Oleh : Amelia*
Pertambangan timah di Kepulauan Bangka Belitung terhitung sangat banyak dan semakin merajalela setiap harinya. Para pengusaha tambang khususnya tambang timah terus bebas mengeksploitasi bumi dari hasil kekayaan alam di Provinsi ini. Menurut Bambang Yunianto (2009) menyatakan bahwa : Dalam setahun saja, pertambangan timah di Kepulauan Bangka Belitung terhitung bisa mencapai hasil 120 ton timah.
Kegiatan penambangan timah telah lama ada di Bangka Belitung, dilakukan baik secara legal maupun illegal oleh masyarakat setempat. Ditambah lagi penambangan yang menggunakan bahan berbahaya seperti merkuri bisa merusak lingkungan dan sangat berbahaya bagi kesehatan manusia. Lingkungan “dirusak” dan masyarakat “dibungkam” paksa demi terlaksananya komoditi prioritas yang menjadi backbone pemasukan di negeri laskar pelangi ini.
Yang menjadi masalah utamanya ialah terdapat lubang bekas tambang yang dibiarkan terbuka begitu saja tanpa adanya proses reklamasinya. Rekmalasi, rehabilitasi dan reboisasi itu sangat penting dilakukan. Dalam hal ini, terkait reklamasi yang seharusnya dilakukan pada tempat bekas pertambangan agar daerah bekas tambang bisa dimanfaatkan kembali untuk hal lain. Dan jika tidak dilakukan, seharusnya pelaku diberi sanksi dan hukuman sesuai dengan aturan yang berlaku.

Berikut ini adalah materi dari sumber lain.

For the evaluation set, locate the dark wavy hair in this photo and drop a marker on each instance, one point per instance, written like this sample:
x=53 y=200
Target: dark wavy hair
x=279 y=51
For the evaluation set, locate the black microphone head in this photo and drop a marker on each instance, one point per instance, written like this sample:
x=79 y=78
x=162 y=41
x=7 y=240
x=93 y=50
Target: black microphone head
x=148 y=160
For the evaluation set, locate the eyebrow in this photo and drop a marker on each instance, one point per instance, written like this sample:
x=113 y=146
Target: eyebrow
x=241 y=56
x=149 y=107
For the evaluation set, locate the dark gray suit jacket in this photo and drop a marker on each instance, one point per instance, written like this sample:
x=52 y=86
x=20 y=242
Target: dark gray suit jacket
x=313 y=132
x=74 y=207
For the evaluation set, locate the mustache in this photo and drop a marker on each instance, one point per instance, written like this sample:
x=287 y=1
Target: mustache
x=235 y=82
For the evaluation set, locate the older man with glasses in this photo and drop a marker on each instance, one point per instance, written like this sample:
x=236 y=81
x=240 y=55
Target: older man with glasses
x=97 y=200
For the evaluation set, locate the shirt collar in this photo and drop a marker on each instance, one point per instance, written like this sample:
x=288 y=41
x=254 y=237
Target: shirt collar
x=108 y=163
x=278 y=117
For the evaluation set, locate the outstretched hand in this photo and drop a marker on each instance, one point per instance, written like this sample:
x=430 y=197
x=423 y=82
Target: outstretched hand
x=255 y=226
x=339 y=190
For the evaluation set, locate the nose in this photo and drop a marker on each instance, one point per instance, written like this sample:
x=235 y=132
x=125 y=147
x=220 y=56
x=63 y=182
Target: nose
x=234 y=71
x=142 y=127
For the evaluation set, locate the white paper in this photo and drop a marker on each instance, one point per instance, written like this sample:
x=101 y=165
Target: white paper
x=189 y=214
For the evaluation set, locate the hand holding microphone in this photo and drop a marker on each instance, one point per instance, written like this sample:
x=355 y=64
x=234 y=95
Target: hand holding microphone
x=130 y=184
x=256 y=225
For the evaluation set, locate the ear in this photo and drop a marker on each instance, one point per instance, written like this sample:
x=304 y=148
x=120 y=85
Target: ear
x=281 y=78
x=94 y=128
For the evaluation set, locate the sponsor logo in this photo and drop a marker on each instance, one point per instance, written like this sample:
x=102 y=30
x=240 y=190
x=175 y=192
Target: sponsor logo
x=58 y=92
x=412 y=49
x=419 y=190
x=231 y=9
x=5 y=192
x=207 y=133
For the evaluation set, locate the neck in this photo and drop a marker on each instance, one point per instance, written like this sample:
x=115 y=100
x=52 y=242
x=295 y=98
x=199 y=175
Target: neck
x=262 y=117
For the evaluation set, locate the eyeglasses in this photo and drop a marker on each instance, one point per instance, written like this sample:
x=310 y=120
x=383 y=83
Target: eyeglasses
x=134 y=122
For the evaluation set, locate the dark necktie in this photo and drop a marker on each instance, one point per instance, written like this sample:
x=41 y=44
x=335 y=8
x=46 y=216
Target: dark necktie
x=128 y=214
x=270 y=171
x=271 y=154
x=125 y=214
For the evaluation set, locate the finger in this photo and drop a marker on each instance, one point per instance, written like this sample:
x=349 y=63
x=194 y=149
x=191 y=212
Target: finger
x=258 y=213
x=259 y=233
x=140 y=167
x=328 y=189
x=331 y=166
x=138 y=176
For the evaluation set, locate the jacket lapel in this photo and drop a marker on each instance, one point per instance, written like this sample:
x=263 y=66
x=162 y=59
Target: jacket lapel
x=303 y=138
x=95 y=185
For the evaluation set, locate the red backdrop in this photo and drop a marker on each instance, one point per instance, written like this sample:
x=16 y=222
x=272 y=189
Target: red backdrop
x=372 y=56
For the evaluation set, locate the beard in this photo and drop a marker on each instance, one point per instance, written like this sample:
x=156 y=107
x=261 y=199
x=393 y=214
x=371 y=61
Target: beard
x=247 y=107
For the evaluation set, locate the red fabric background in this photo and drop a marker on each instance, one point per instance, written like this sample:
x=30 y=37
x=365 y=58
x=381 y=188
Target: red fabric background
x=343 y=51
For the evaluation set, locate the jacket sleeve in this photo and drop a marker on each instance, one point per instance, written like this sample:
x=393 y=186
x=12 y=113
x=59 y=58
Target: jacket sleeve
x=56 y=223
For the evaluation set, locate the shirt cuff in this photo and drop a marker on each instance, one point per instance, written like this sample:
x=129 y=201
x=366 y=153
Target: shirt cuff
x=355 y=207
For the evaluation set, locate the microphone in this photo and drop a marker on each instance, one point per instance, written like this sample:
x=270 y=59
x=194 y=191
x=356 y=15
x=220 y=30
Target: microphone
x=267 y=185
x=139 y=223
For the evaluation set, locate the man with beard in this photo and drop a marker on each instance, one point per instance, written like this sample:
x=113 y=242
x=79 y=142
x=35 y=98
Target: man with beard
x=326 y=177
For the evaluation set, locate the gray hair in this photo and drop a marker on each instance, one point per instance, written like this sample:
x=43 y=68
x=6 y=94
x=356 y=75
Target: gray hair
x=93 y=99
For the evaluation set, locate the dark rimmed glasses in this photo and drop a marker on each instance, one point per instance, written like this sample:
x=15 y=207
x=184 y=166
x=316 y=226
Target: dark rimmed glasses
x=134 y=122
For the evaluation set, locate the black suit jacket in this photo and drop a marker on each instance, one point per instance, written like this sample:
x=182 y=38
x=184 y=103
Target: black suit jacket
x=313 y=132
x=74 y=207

Lingkungan dan tanah yang awalnya subur dan indah bahkan dulunya menjadi objek wisata, telah berubah menjadi lubang besar merusak pemandangan dan yang pasti merusak lingkungan dan ekosistem yang ada di Kepulauan Bangka Belitung. Namun tidak hanya itu saja, penambangan timah yang awalnya hanya dilakukan di daratan saja, tapi sekarang telah merambah ke pesisir pantai. Dilansir dari kompasiana.com, Selasa (07/11/2017), degradasi dan kondisi di pesisir pantai di Kepulauan Bangka Belitung terancam kerusakan karena semakin maraknya kegiatan penambangan timah di perairan pesisir seperti aktivitas perusahaan-perusahaan tambang timah, TI (Tambang Inkovensional) apung, kapal hisap dan kapal keruk setelah kondisi penambangan timah di darat semakin sulit.

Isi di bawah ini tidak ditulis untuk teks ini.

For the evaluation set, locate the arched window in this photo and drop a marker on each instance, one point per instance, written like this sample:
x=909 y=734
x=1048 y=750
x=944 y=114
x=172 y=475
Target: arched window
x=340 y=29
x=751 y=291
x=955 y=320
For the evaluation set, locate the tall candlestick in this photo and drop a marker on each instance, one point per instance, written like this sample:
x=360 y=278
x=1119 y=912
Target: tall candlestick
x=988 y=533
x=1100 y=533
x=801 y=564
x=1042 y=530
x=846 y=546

Penulis merasakan sendiri dampak negative dari pertambangan timah di pesisir pantai ini, karena rumah penulis berada tepat di daerah pesisir pantai Kp. Tanjung Laut, Muntok, Bangka Barat. Di sekitar laut Kp. Tanjung Laut, terdapat kurang lebih 20 kapal hisap yang melakukan kegiatan penambangan timah. Mereka melakukan aktivitas setiap hari dan penulis yang sedang bersantai melihat laut, melihat dengan mata kepala sendiri saat mereka membuang limbah produksi mereka di laut. Sehingga air kotor itu terbawa gelombang ke pesisir pantai.
Air laut yang awalnya bersih dan jernih serta awalnya menjadi objek untuk healing masyarakat setempat berubah menjadi kotor dan berubah warna menjadi cokelat susu. Lingkungan pesisir yang awalnya bersih sekarang banyak sampah-sampah yang berserakan setiap harinya. Air bersih masyarakat Kp. Tanjung pun menjadi tercemar serta ekosistem laut menjadi rusak. Padahal, rata-rata mata pencaharian masyarakat Kp. Tanjung adalah seorang nelayan.

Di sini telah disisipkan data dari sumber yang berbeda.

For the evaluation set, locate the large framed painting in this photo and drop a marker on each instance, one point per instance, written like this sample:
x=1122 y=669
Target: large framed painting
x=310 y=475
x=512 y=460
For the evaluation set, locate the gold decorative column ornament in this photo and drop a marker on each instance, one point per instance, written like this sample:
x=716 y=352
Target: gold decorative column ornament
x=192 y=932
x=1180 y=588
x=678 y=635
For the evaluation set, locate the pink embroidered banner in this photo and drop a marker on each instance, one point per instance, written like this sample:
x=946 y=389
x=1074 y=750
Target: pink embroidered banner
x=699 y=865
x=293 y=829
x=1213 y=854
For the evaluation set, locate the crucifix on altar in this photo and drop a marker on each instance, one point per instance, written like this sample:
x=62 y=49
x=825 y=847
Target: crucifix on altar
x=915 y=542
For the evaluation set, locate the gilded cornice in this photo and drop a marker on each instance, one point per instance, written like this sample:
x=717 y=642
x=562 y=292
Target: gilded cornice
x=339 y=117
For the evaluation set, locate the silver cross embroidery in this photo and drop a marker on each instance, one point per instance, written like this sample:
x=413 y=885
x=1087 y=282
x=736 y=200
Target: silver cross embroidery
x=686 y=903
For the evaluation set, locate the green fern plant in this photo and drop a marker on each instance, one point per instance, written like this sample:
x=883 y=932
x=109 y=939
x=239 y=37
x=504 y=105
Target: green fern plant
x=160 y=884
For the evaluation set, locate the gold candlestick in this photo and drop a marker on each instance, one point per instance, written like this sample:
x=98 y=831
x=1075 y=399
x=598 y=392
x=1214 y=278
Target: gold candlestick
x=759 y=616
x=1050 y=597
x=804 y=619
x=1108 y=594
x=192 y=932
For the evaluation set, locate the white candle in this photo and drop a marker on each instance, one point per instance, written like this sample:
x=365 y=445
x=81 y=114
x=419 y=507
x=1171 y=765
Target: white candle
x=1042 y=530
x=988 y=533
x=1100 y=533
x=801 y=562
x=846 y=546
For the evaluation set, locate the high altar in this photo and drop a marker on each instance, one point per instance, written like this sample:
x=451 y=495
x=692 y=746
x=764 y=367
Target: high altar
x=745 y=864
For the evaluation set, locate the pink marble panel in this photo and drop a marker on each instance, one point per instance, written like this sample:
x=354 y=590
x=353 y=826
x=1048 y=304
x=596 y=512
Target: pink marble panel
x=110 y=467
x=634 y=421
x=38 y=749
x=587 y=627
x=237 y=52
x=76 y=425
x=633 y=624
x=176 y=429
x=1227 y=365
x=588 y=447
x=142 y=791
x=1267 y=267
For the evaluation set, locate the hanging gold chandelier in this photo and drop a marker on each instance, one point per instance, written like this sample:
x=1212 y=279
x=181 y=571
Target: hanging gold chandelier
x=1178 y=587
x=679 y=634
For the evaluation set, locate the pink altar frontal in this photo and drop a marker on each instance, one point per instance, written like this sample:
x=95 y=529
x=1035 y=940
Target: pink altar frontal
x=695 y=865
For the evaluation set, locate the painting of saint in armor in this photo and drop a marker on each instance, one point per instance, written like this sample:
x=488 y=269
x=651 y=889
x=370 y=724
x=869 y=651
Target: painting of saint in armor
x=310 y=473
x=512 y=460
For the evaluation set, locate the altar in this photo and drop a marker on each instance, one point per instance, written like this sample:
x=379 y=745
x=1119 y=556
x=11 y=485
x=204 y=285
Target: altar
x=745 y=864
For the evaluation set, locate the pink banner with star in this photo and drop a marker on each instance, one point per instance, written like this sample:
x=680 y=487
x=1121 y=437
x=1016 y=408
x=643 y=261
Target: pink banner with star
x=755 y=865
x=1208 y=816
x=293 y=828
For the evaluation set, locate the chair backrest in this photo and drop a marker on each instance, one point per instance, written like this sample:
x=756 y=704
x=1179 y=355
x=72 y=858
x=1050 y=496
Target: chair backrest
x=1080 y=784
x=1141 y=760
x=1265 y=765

Namun sampai saat ini juga, belum adanya upaya dari pengusaha pertambangan timah serta pemerintah setempat dalam menyelesaikan perkara ini. Masyarakat pun juga tidak berani untuk menyuarakan suara mereka mengenai kondisi tersebut.
Padahal kehidupan manusia tidak dapat dipisahkan dari lingkungan alam, manusia sangat membutuhkan lingkungan untuk kebutuhannya. Maka dari itu, kita harus bijak dalam memanfaatkan sumber daya alam dengan sebaik mungkin.
Pada Undang-Undang Nomor 3 Tahun 2009, terdapat 127 pasal dengan perlindungan serta pengelolaan lingkungan hidup sebagai fokus utamanya. Secara garis besar, Undang-Undang ini berisikan upaya sistematis dan terpadu untuk melestarikan lingkungan serta sebagai upaya pencegahan terjadinya pencemaran dan atau kerusakan lingkungan hidup.
Seharusnya, pemerintah perlu ada evaluasi secara bertahap dan menyeluruh terkait sharing profit dan strategi pemulihan ekosistem yang tergolong sudah rusak akibat penambangan secara liar, sehingga perlu adanya langkah nyata dan utama dari berbagai pihak untuk mengembalikan keadaan lingkungan hidup seperti sedia kala.